Thursday, January 20, 2011

Half-Moon

For the past few weeks I’ve been staying off the roads for running. The snowy trails have proven to be much more entertaining than boring asphalt and sidewalk. Today though, I hit the road for a few sloppy miles through Germantown and Mt. Airy.

Apparently I’d forgotten about yesterday’s ice storm. Instead of proper footwear for slush and ice I tied on a pair of marathon flats. Brilliant. Within a few feet of my front door the slipping commenced, my feet were soaked and my toes started freezing.

I worked my way down to a main road, dodging dirty snow and small sheets of ice, occasionally thinking that skis would have been more appropriate footwear. As I plugged along, the sidewalk went from regular boring cement to slate. Broken, chipped slabs for a few hundred yards.

I hadn’t run on this section of road for months, maybe even a year. I thought back to the last time I could remember running there -- last winter after the feet of snow stacked for months in Philadelphia began to melt.

The 2009-2010 winter in Philly was epic.

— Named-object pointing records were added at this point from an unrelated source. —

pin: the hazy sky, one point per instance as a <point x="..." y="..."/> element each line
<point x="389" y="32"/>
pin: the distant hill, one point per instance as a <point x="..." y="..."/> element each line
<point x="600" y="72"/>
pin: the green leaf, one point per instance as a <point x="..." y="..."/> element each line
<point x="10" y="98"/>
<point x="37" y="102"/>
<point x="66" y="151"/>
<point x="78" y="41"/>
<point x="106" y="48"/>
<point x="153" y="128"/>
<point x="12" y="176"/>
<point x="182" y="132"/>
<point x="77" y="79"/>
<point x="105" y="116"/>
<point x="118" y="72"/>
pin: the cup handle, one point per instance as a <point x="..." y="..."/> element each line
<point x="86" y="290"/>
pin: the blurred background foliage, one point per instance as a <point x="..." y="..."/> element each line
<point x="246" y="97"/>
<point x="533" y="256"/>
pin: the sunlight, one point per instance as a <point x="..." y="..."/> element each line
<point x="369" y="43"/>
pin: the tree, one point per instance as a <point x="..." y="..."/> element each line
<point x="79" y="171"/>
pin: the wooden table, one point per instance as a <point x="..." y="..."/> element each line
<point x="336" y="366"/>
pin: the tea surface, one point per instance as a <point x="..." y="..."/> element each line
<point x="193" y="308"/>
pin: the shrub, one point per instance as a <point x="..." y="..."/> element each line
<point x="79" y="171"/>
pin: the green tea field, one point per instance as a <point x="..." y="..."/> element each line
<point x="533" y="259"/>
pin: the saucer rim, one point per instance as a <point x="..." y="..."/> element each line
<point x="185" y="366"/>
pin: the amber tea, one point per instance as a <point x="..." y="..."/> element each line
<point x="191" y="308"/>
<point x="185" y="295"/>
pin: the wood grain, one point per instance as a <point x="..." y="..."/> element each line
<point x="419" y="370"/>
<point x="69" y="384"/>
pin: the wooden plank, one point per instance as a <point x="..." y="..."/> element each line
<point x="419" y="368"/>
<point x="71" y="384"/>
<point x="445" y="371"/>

Storm after storm pounded the area and I got most of my exercise shoveling snow. Finally, enough snow was gone that getting in an actual run became possible. I remember running along the broken sidewalk at a good clip, happy to not have to worry about leaping over snow piles, vaguely aware that I was zipping past cars stopped in rush hour traffic.

And then, suddenly, I was on the ground. Not even a flash of “(Fill in your favorite expletive here)!! I am falling!” went through my head. I banged my knee and skidded to a stop on my side. I knew right away that I had bloodied my knee. Fortunately I was freezing and couldn’t feel much and I was otherwise okay. I got up, took a moment to feel embarrassed that I had bit it in front of a line of cars and then had no other choice than to continue on my way home. Fortunately, it was only about a mile so I sucked it up and ran as fast as I could, eager to get home to survey the damage.

I stepped into the front door and rolled up the left leg of my running tights. Sure enough, a bloody knee, but it didn’t look too bad at all. Limped over to the medicine cabinet, smooshed some gauze onto the booboo and the bleeding easily stopped.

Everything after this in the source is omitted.